This is the fourth post of six in a leadership series, Personalize Your Values, all based on what I learned watching Dan Cathy’s surprise visit to a local Chick-fil-A restaurant. In case you missed it, here are the previous posts:
PART 1 – PART 2 – PART 3.
In the previous post, we discussed how every leader should “go first.” By that, in reference to organizational values, we mean that leaders should not just communicate values, they must publicly demonstrate values – consistently. Going first is important – in fact, it’s critical – but leaders cannot just display a value once and consider their work done.
As an organizational leader, it’s oh too easy to forget that “going first” is only the beginning of setting the tone. As John Maxwell has made famous, “Everything rises and falls on leadership.” When it comes to the life of organizational values, John’s assertion holds true, as well. But values are only as good as a leaders ability to clarify and consistently demonstrate. That is exactly what Dan does consistently across the Chick-fil-A chain. Here’s what I saw Dan do beautifully:
Leaders set the tone.
Here are three ways you and I can be tone-setters when it comes to our values, as well:
1. Don’t treat values like “show and tell.”
Do you remember “show and tell” in preschool?
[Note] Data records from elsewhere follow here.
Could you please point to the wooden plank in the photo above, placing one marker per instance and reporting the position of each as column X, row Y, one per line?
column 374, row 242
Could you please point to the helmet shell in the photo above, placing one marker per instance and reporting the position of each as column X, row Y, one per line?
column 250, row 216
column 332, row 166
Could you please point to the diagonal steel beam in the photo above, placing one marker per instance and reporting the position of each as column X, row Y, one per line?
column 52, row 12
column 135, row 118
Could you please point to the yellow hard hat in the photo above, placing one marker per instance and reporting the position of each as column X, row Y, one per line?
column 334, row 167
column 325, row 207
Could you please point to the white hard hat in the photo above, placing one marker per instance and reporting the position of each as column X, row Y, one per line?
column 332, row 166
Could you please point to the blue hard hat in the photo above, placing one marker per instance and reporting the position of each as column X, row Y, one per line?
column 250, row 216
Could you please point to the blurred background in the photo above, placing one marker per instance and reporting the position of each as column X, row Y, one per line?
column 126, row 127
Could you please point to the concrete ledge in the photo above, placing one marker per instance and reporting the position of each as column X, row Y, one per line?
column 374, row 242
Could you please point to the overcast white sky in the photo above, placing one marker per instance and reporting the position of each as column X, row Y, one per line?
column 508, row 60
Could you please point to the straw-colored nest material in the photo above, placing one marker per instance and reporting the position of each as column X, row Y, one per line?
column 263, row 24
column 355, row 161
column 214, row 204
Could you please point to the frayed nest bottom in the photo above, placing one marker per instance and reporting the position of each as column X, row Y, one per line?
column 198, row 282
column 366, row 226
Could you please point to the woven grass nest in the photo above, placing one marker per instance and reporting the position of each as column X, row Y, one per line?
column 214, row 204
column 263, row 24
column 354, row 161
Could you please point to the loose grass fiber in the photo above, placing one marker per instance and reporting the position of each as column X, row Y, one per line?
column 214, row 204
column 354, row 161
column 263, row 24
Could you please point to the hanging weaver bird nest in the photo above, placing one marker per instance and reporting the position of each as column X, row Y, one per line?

You brought in a frog, showed your friends, and took it back home never to be seen in school again? When it comes to values, leaders too often demonstrate once, then move on, assuming their team and organization will continue to live out the value.
Dan’s service in the local restaurant set a clear tone for everyone on the team – “In case you forgot, the customer’s experience is valued, it’s very important, and it will ALWAYS be important.”
You and I need to follow Dan’s lead. We should not just explain a value or provide a one-time demonstration. Great leaders set the tone by repeating the value over and over again.
2. Leverage your weight.
I bet you’ve learned this like me – the hard way! As a leader, both our words and actions carry a lot of weight – probably too much weight. But while we should not reduce the amount of weight we carry, we can be more intentional in how we leverage our weight.
Like you, my words and actions set the tone for Watermarke Church. When I arrive at the office, when I show up for meetings, what meetings I attend, how I speak on stage, the terminology I use, how I treat staff members, how I treat attendees … you get the point. Everything a leader does communicates. Everything we do and say sets a tone. As leaders, we must recognize our weight and leverage it for the organization’s advantage.
3. Pre-decide the tone you will set.
Because a leader carries so much weight, it is extremely important that we all pre-decide what tone we will set. Maybe it’s just my problem, but I have off days. There are times when I am tired. There are moments where I want to run a hotdog stand, not a church. As the leader, I need to recognize these moments, capture them, and remember what tone I pre-decided to set.
I don’t know how Dan was feeling when he walked in the local Chick-fil-A location, but in watching him for 30 minutes, it was clear – he pre-decided before walking in what was important, what he valued, and how he was going to set the tone. Not surprisingly, the tone of the restaurant changed within minutes of him walking in. Again, not because he is the president, but beause he was the lead customer servant. We have that power, as well. How will you leverage it?
So how are you going to set the tone every day?